From: Christian Ehrhardt <ehrhardt@linux.vnet.ibm.com>
To: kvm-ppc@vger.kernel.org
Subject: Re: exit timing analysis v1 - comments&discussions welcome
Date: Thu, 09 Oct 2008 14:49:12 +0000 [thread overview]
Message-ID: <48EE19E8.9080002@linux.vnet.ibm.com> (raw)
In-Reply-To: <48DA0747.3020004@linux.vnet.ibm.com>
Ok, looking at clear&deliver in detail I made some minor changes, but
eventually it has no single point to improve.
Most of the time of the 14% in clear%deliver is lost in
kvmppc_mmu_priv_switch (~8%), the rest spread evenly among the code -
nothing obvious (maybe some cache misses though).

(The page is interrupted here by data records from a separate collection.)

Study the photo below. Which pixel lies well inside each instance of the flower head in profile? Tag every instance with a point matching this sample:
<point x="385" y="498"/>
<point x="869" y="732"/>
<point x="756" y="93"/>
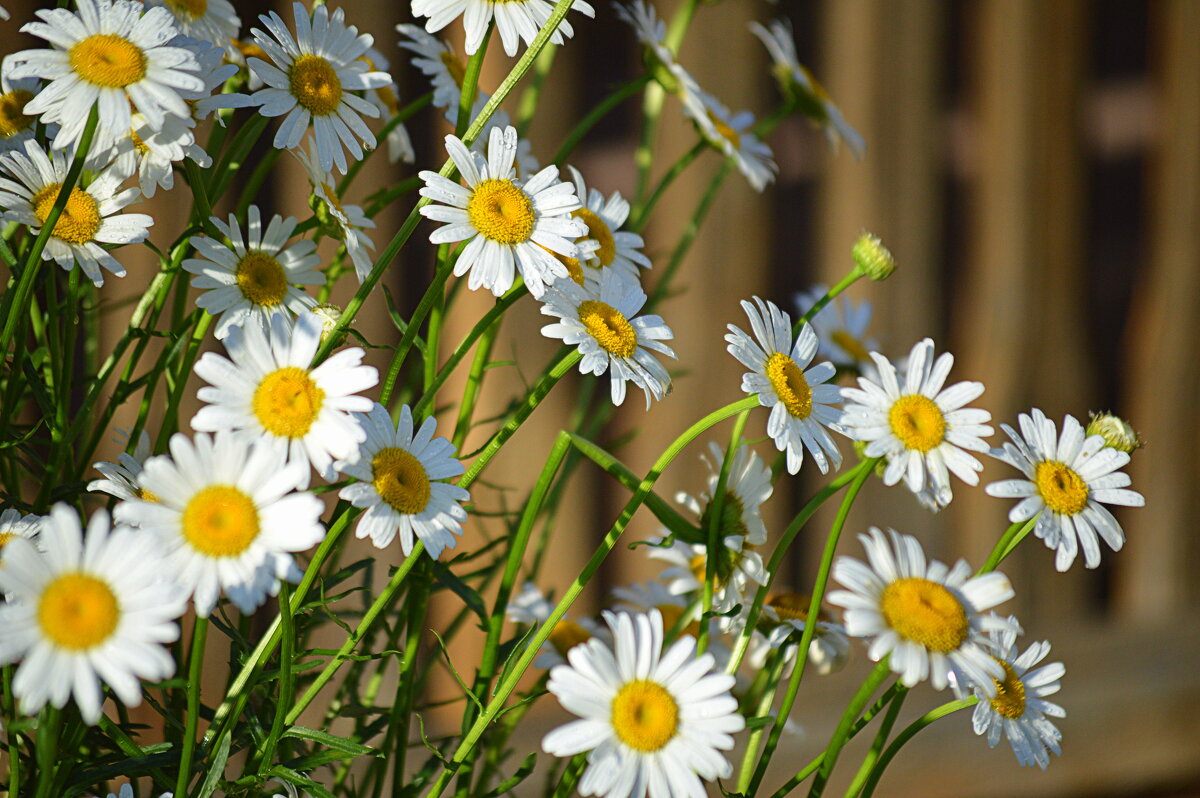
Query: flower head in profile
<point x="87" y="610"/>
<point x="802" y="402"/>
<point x="1068" y="480"/>
<point x="268" y="388"/>
<point x="508" y="225"/>
<point x="654" y="723"/>
<point x="603" y="322"/>
<point x="919" y="426"/>
<point x="312" y="79"/>
<point x="401" y="468"/>
<point x="925" y="616"/>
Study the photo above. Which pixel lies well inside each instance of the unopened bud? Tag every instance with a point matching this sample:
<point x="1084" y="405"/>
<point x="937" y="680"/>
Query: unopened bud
<point x="873" y="257"/>
<point x="1117" y="432"/>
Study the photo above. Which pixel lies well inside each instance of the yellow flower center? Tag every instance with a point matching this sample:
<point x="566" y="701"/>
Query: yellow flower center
<point x="502" y="211"/>
<point x="108" y="60"/>
<point x="12" y="117"/>
<point x="925" y="612"/>
<point x="315" y="84"/>
<point x="1061" y="487"/>
<point x="401" y="480"/>
<point x="609" y="327"/>
<point x="917" y="421"/>
<point x="78" y="611"/>
<point x="599" y="232"/>
<point x="851" y="346"/>
<point x="568" y="635"/>
<point x="1009" y="700"/>
<point x="79" y="220"/>
<point x="261" y="279"/>
<point x="287" y="402"/>
<point x="645" y="715"/>
<point x="221" y="521"/>
<point x="790" y="385"/>
<point x="190" y="9"/>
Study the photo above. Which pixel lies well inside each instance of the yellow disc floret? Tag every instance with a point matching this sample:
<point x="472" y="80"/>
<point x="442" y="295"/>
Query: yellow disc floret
<point x="502" y="211"/>
<point x="925" y="612"/>
<point x="917" y="421"/>
<point x="261" y="279"/>
<point x="790" y="384"/>
<point x="81" y="217"/>
<point x="1063" y="491"/>
<point x="315" y="84"/>
<point x="220" y="521"/>
<point x="108" y="60"/>
<point x="401" y="480"/>
<point x="78" y="611"/>
<point x="609" y="327"/>
<point x="645" y="715"/>
<point x="287" y="402"/>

This code has to be touched anyway when going for a change in the
guest/host (shadow)TLB management.
Christian Ehrhardt wrote:
> I modified the code according to your comments and my ideas, the new
> values are shown in column impISF (irq delivery, Stat, FindFirstBit)
>
> I changed some code of the statistic updating and the interrupt
> delivery and got this:
> base - impirq (d3) - impstat (d5) - impboth - impISF
> a) 12.57% - 11.13% - 12.05% - 11.03% - 12.28% exit,
> saving guest state (booke_interrupt.S)
> b) 7.37% - 9.38% - 8.69% - 8.07% - 10.13% reaching
> kvmppc_handle_exit
> c) 7.38% - 7.20% - 7.49% - 9.78% - 7.85% syscall
> exit is checked and a interrupt is queued using kvmppc_queue_exception
> d1) 2.49% - 3.39% - 2.56% - 3.30% - 3.70% some
> checks for all exits
> d2) 8.84% - 8.56% - 9.28% - 8.31% - 6.07% finding
> first bit in kvmppc_check_and_deliver_interrupts
> d3) 6.53% - 5.25% - 6.63% - 5.10% - 4.27%
> can_deliver in kvmppc_check_and_deliver_interrupts
> d4) 13.66% - 15.37% - 14.12% - 14.92% - 13.96%
> clear&deliver exception in kvmppc_check_and_deliver_interrupts
> d5) 3.65% - 4.57% - 2.68% - 4.41% - 3.77% updating
> kvm_stat statistics
> e) 6.55% - 6.30% - 6.30% - 5.89% - 6.74% returning
> from kvmppc_handle_exit to booke_interrupt.S
> f1) 30.90% - 28.78% - 30.16% - 29.16% - 31.19% restoring
> guest tlb
> f2) 4.81% - 4.77% - 5.06% - 4.66% - 5.17% restoring
> guest state ([s]regs)
>
> We all see the measurement inaccuracy, but the last columns look good
> at the improved sections d2, d3 and d4.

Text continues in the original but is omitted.